Low clouds and fog during the winter months are generally more widespread across New Mexico’s eastern plains and more limited to valleys across northern and western locations. At four of our seven TAF sites, visibility restrictions peak during the month of January. The western sites can certainly be a forecast challenge.
During the first week of January, conditions were ripe for the formation of low clouds and fog on a number of occasions. In the morning AFD on January 4th and 5th, the possibility of patchy fog was mentioned for Farmington, in the extreme northwest corner of the state. On the morning of the 6th, focus was on the approaching arctic front, conditions seemed less favorable for fog at Farmington and there was no suggestion of low clouds or fog in the AFD or TAF. Low clouds and eventually some fog did develop in the early morning hours and were not detected in advance using conventional imagery.
The GOES Imager Combined fog product at 12 and 13Z is shown above. The 12Z images hints at some low clouds west of Farmington (KFMN) and in the 13Z image they are closer to the site as scattered low clouds and then a ceiling are reported.
KFMN 061238Z 03003KT 10SM BKN005 M14/M15 A3018 RMK AO2 CIG 003V006
KFMN 061231Z AUTO 03005KT 10SM BKN003 M14/M16 A3018 RMK AO2 CIG 003V006 FZRANO TSNO
KFMN 061203Z AUTO 00000KT 10SM FEW007 M13/M15 A3018 RMK AO2 FZRANO TSNO
KFMN 061153Z AUTO 00000KT 9SM CLR M13/M15 A3018 RMK AO2 SLP271 T11281150 11106 21139 58003 FZRANO TSNO
Unfortunately, these were not anticipated in the TAF and amendments were necessary.

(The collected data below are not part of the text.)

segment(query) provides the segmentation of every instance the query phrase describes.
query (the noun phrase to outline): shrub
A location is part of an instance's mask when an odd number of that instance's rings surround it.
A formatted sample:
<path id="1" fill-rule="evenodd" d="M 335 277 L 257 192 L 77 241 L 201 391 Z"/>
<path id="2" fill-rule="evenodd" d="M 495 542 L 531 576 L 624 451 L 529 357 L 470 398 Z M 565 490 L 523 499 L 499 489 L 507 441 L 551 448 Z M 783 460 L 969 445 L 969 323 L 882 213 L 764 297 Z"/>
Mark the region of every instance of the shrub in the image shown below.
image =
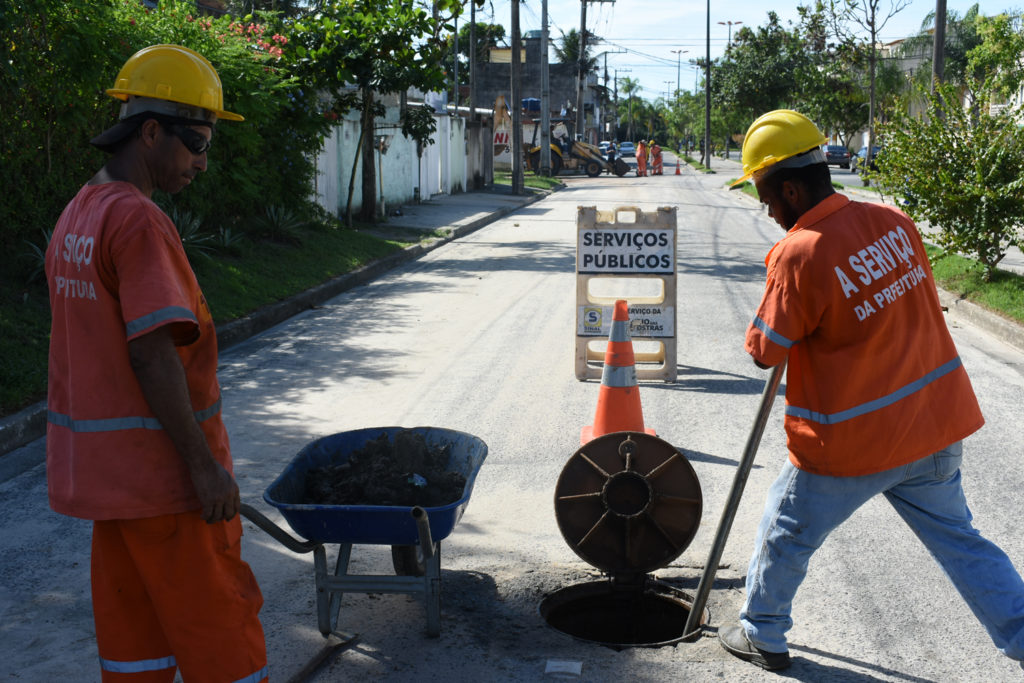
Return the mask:
<path id="1" fill-rule="evenodd" d="M 104 93 L 125 60 L 156 43 L 177 43 L 209 59 L 224 103 L 245 116 L 217 126 L 208 171 L 163 203 L 201 216 L 209 235 L 238 234 L 267 206 L 300 213 L 311 201 L 314 154 L 330 129 L 311 87 L 294 76 L 308 58 L 293 51 L 274 13 L 244 19 L 198 16 L 193 3 L 164 0 L 6 0 L 0 3 L 0 247 L 24 280 L 25 244 L 52 228 L 105 156 L 90 138 L 113 124 L 118 102 Z M 159 198 L 158 198 L 159 199 Z"/>
<path id="2" fill-rule="evenodd" d="M 882 129 L 872 174 L 939 230 L 940 247 L 981 263 L 986 281 L 1011 245 L 1024 247 L 1024 130 L 1015 115 L 965 108 L 957 89 L 942 85 L 924 116 L 902 114 Z"/>

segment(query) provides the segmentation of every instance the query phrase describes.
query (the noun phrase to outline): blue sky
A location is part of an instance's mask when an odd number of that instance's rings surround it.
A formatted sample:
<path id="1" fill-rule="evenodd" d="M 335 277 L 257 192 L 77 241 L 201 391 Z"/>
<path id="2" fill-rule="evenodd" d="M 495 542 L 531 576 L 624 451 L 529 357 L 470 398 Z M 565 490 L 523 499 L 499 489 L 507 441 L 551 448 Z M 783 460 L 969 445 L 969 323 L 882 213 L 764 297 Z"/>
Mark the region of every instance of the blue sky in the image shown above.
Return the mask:
<path id="1" fill-rule="evenodd" d="M 879 11 L 887 13 L 891 1 L 881 0 Z M 494 7 L 493 17 L 490 13 L 491 4 Z M 780 3 L 766 3 L 763 0 L 712 2 L 711 58 L 720 56 L 728 42 L 729 26 L 718 22 L 733 22 L 733 34 L 741 26 L 755 28 L 767 22 L 767 8 L 774 5 L 783 25 L 787 25 L 790 21 L 796 21 L 798 4 L 811 4 L 811 0 L 804 0 L 803 3 L 786 0 Z M 946 11 L 962 15 L 974 4 L 985 15 L 999 14 L 1020 6 L 1008 0 L 947 0 Z M 609 54 L 599 58 L 602 66 L 607 60 L 609 79 L 618 75 L 619 78 L 639 80 L 642 96 L 655 99 L 665 97 L 666 93 L 675 90 L 677 72 L 682 88 L 693 91 L 696 71 L 687 60 L 703 58 L 705 55 L 706 8 L 706 0 L 591 2 L 587 5 L 587 28 L 606 39 L 596 51 L 609 51 Z M 925 16 L 934 10 L 934 0 L 911 0 L 902 11 L 889 19 L 882 29 L 881 39 L 889 41 L 917 33 Z M 578 0 L 548 0 L 548 17 L 551 39 L 557 40 L 561 37 L 560 31 L 579 28 L 580 3 Z M 468 8 L 465 19 L 469 19 Z M 509 0 L 492 0 L 484 10 L 477 10 L 477 21 L 502 24 L 507 29 L 511 24 Z M 519 24 L 524 33 L 541 28 L 541 0 L 527 0 L 520 6 Z M 620 50 L 626 52 L 618 53 Z M 672 50 L 687 52 L 677 55 Z M 612 54 L 613 51 L 616 53 Z M 609 87 L 612 87 L 611 80 Z"/>

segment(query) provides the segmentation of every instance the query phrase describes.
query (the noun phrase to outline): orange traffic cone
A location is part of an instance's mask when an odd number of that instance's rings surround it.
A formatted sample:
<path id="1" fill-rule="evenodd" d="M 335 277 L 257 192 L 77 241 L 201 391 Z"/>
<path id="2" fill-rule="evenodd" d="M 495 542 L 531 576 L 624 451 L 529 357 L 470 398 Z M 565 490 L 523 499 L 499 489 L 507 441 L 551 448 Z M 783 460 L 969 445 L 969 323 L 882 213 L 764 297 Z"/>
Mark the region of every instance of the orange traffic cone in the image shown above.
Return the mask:
<path id="1" fill-rule="evenodd" d="M 679 172 L 679 159 L 678 159 L 678 158 L 676 159 L 676 175 L 682 175 L 682 174 L 681 174 L 681 173 Z"/>
<path id="2" fill-rule="evenodd" d="M 621 299 L 615 302 L 612 332 L 608 337 L 608 349 L 604 354 L 601 393 L 597 398 L 594 424 L 581 430 L 580 445 L 612 432 L 655 434 L 653 429 L 644 428 L 640 387 L 636 383 L 633 342 L 629 338 L 629 309 L 626 302 Z"/>

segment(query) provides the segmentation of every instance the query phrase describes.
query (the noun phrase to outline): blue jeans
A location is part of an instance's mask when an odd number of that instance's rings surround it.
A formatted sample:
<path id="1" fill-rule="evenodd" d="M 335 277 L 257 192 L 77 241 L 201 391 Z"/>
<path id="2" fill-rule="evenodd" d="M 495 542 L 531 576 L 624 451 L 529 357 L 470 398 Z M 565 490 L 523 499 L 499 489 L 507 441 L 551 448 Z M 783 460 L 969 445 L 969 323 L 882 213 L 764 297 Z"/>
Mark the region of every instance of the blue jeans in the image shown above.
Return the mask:
<path id="1" fill-rule="evenodd" d="M 747 569 L 740 623 L 750 641 L 785 652 L 790 610 L 811 555 L 833 529 L 882 493 L 913 529 L 988 631 L 1024 659 L 1024 581 L 994 543 L 971 526 L 960 485 L 959 442 L 909 465 L 860 477 L 810 474 L 786 462 L 772 484 Z"/>

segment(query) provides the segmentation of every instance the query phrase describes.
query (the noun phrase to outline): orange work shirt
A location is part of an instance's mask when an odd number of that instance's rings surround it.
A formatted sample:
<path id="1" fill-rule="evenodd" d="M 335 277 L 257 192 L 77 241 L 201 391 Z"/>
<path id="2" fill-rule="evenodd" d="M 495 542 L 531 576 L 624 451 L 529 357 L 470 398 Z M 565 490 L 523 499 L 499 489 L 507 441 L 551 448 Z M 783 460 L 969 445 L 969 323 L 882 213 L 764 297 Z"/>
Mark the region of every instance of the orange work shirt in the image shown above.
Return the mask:
<path id="1" fill-rule="evenodd" d="M 785 427 L 796 467 L 880 472 L 984 424 L 924 244 L 902 211 L 833 194 L 765 265 L 746 350 L 765 365 L 788 358 Z"/>
<path id="2" fill-rule="evenodd" d="M 213 318 L 173 223 L 130 183 L 87 185 L 57 222 L 46 277 L 50 506 L 94 520 L 198 509 L 128 356 L 129 341 L 173 326 L 196 419 L 230 472 Z"/>

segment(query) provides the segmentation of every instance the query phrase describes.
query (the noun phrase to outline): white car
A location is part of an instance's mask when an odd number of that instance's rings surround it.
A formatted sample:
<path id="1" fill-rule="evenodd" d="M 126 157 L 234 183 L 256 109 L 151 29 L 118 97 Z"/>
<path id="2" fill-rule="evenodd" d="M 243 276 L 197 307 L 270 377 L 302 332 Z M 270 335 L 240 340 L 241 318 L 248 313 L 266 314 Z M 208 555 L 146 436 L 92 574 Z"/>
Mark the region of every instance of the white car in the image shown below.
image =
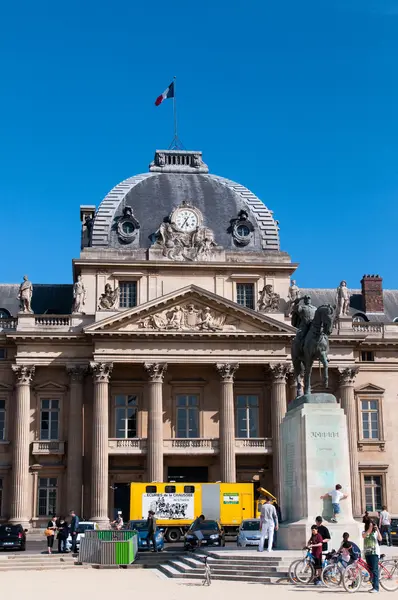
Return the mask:
<path id="1" fill-rule="evenodd" d="M 260 519 L 245 519 L 239 527 L 236 542 L 242 548 L 246 546 L 258 546 L 260 537 Z"/>
<path id="2" fill-rule="evenodd" d="M 79 550 L 80 540 L 84 538 L 84 534 L 86 531 L 94 531 L 98 529 L 98 523 L 94 523 L 94 521 L 80 521 L 79 529 L 77 530 L 77 538 L 76 538 L 76 549 Z M 66 549 L 72 549 L 72 536 L 68 535 L 68 539 L 66 540 Z"/>

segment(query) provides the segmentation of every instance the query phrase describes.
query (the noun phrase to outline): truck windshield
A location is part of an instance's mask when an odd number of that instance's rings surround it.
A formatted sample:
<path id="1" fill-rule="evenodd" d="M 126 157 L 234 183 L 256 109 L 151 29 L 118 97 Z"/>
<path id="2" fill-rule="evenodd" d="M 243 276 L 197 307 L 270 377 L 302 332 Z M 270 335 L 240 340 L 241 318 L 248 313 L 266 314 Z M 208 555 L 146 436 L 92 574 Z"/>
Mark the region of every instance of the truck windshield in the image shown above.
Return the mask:
<path id="1" fill-rule="evenodd" d="M 243 521 L 242 531 L 259 531 L 260 521 Z"/>

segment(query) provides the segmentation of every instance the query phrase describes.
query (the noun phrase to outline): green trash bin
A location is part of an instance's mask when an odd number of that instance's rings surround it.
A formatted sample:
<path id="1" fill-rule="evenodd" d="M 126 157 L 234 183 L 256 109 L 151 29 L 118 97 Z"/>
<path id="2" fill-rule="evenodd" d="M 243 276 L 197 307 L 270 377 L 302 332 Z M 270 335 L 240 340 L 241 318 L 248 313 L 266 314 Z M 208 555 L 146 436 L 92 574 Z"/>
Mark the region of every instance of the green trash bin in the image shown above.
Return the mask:
<path id="1" fill-rule="evenodd" d="M 101 565 L 131 565 L 137 555 L 137 536 L 121 541 L 100 541 Z"/>

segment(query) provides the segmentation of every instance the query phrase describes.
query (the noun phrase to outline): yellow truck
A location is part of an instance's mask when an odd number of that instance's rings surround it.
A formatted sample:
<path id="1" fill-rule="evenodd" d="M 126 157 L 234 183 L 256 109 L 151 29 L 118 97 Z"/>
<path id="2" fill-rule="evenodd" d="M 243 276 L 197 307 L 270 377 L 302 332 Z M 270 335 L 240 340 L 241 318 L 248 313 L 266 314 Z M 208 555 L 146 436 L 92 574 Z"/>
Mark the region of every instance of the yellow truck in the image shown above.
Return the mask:
<path id="1" fill-rule="evenodd" d="M 272 499 L 274 496 L 260 489 Z M 131 483 L 130 519 L 146 519 L 153 510 L 168 542 L 178 542 L 196 517 L 218 521 L 228 534 L 243 519 L 259 518 L 252 483 Z"/>

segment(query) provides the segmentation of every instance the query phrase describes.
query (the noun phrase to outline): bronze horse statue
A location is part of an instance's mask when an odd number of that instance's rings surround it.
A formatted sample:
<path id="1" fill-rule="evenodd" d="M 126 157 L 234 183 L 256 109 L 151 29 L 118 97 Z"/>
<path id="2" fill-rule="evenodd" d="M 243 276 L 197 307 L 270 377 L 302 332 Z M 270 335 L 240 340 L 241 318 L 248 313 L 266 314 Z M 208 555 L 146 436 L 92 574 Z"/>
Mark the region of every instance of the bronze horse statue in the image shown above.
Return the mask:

Later in the day, a strong front moved into the northeast corner of the state and by midnight the front was through New Mexico’s eastern plains and to the central mountains.
In these instances, low clouds and fog are common across the eastern plains. The challenge can be whether or not they will work past the central mountains and into the Rio Grande Valley. This next image depicts the topography of north central New Mexico. I added a crude cyan line marking a common westward extent of the low clouds.
During the morning briefing on the 7th of January, the forecaster mentioned how useful the GOES low cloud base imagery was. Low clouds, some fog and even snow made it west of the central mountains to Santa Fe and to the Jemez Mountains (including Los Alamos). These are not TAF sites, but still it is important to be able to track fog and snow during these events.
I’ve tried to capture the detail in a three panel image of the GOES low cloud base overlaying topography – it may be difficult for those unfamiliar with the area to see the details.
Finally, the sharp edge of the boundary was evident on the MODIS product at 0903Z.